Monday, December 22, 2014

Etiquette for the Modern Woman

How Has Etiquette Changed & What is the Etiquette for Today's Woman?

An Interview With an Etiquette Professional 


Throughout the year, I receive numerous requests for etiquette advice from writers.  Many wonder if etiquette has change much in the last fifty years and what those changes are.  Some even wonder if etiquette is important at all.   What follows are my responses to an inquiry about women’s social graces in today’s world. 

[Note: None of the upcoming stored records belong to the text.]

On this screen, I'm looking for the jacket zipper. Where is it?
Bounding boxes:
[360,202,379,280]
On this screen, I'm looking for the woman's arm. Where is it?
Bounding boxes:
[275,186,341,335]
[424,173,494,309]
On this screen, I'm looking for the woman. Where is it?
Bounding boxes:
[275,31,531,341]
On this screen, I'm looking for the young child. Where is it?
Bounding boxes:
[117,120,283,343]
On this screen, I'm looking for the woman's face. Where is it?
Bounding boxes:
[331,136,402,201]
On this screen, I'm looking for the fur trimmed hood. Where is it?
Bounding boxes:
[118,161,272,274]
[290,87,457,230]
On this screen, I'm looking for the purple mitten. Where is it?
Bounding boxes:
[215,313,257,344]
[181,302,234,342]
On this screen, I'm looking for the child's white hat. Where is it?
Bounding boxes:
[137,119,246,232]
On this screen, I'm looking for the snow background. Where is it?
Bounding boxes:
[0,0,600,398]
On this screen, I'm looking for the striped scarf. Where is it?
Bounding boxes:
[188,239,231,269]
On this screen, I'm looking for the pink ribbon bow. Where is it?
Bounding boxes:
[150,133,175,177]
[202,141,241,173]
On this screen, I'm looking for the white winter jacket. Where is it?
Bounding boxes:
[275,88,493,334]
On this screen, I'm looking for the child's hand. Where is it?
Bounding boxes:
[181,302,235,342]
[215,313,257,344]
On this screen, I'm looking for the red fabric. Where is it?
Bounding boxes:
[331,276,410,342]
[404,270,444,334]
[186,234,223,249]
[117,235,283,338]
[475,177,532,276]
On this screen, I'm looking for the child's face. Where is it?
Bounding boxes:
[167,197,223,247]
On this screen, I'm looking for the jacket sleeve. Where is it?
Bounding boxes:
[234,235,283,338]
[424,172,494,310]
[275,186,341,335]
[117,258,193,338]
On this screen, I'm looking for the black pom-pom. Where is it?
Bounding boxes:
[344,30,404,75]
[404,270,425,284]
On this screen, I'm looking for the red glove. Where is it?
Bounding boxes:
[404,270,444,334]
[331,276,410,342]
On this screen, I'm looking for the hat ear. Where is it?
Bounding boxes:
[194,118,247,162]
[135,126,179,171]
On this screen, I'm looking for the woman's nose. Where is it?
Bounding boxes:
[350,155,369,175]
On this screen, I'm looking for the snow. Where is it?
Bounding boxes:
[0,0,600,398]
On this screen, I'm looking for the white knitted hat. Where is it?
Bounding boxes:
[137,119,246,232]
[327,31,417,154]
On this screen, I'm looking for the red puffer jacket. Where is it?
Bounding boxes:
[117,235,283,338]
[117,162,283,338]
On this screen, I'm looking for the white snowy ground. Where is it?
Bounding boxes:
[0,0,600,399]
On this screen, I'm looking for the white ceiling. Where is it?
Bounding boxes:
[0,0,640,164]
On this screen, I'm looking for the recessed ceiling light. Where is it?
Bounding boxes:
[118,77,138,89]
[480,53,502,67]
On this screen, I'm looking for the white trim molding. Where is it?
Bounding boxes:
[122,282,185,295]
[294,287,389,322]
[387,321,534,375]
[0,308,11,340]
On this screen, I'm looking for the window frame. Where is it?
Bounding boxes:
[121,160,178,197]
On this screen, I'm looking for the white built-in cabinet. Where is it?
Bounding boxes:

What has changed; what remains the same; how should a woman act in a world full of smart phones, distractions and evolving gender roles? 
For the last few generations we women have been trying to find our place alongside men.  We wanted and want to feel as if we are equal.  This led us more into the workplace and less in the home.  This is not a negative, don’t get me wrong.  However, if we consider the teaching of our children the finer skills not taught in schools, it could be viewed as such.  After all, there was no one home to teach manners, social skills, and proper etiquette.   
Children really don't learn these skills anywhere else besides home.  Well, besides in classes such as mine.  Even still, no classes compare to the daily interaction with parents.  So consider that we have had at least 30 years of women trying to compete with men in the workplace.  This has created generations of people without social skills and basic manners.  
The tide is turning toward the well-mannered. 
Interestingly though, times are changing yet again.  All of a sudden--and it does seem sudden--both genders appear to be very interested in old-fashion manners, as is evident by the rising number of etiquette teachers (more everyday), and the etiquette classes taken by both Sean “Diddy” Combs and Angelina Jolie most recently.  Both are concerned with their public image, which brings us to what I feel is one of the most important concepts when considering proper etiquette: image.   
How others view us is important. 
If we are to ask ourselves how we want to be viewed and begin there with our behavior and actions, I believe all of us would be viewed more positively and we could achieve more.  Part of this, of course, is body language—important non-verbal communication.   
If we want to be viewed as socially savvy, a nice person, and successful (or someone who will be), we should assume the position.  Stand tall, head up with a positive facial expression.  Young adults could benefit the most here.  I believe, as many people view this age group as still children--young, untested.  When the young lady assumes a confident stance, she usually receives respect. 
Nevertheless, this is just one suggestion.  Besides attending to our body language, attire is another important part of our non-verbals.  Too often young women expose a bit more than they should.  How can anyone take them seriously when they are dressed as if they are going out on the town?  Less cleavage would direct the eyes where the lady wishes them to be…on her face. 
Appearance only gets us so far.  The way we walk, move, talk, and interact with others telegraphs who we are and how we want to be viewed.  I could go on and on about this, but to put in simply and briefly, we should consider how our actions affect others before we do anything.  For example, if we walk and talk loudly, it may affect others around us negatively.  Cussing could offend others as well.  
What attributes should a graceful modern woman possess?    
Everything I've mentioned so far is part of the "graceful modern woman" package.  Nevertheless, there is something many of us have forgotten about or feel that we cannot incorporate into our behavior.  Perhaps it is because we feel--especially we women--that we have to appear strong and unyielding.  However, nice works.    Today's graceful lady should be strong, confident, educated, but also "nice".  Nice people care about others.  They listen (listening is the most important component of communication--very important in business).   
For example: I listen to others.  Actually, I'm known for my listening skills.  I also notice people.  I notice if someone is having a bad day, if he or she is sad or appear lost.  I have no trouble striking up a conversation with strangers because of these skills.  Where is all of this going?? It's traveling toward a story.  
Here it goes...I always coffee with a few people at a local grocery store that has the best coffee, croissants, and tables for gathering.  I'm somewhat of a "regular".  Because this is my coffee hangout, I have met all the store associates.  I listen to their stories.  I notice when they appear distressed.  I enquire about their children.  Because I care, because I listen, and because I'm nice, everyone in the store wished me a happy birthday LOUDLY this past weekend.  It was heartwarming.  And, this is what happens to those who choose to be nice.   
Therefore, we can be nice while also appearing to be strong and confident.  We should walk with grace, quietly, and with purpose.  Ladies should dress for success and not for the dance-floor--unless, of course, that's where they are headed.  (Smile)  In addition, all of us should consider how our behavior would affect others before acting. 
My biggest pet peeve? 
My biggest pet peeve is our addiction to cell phones.   Commonly, five people may be sitting at a communal table in a restaurant, park or just about anywhere and not one is talking to another.  They all stare at their phones.  I fear that we are losing our communication skills.  It is vitally important for all of us to remember that interacting with the real person in front of us could lead to a memorable moment.  Those moments are special.  Human interactions…priceless. 



  1. Great suggestions! I hate it when I see families out to dinner on their phones. I also agree that women should dress appropriately.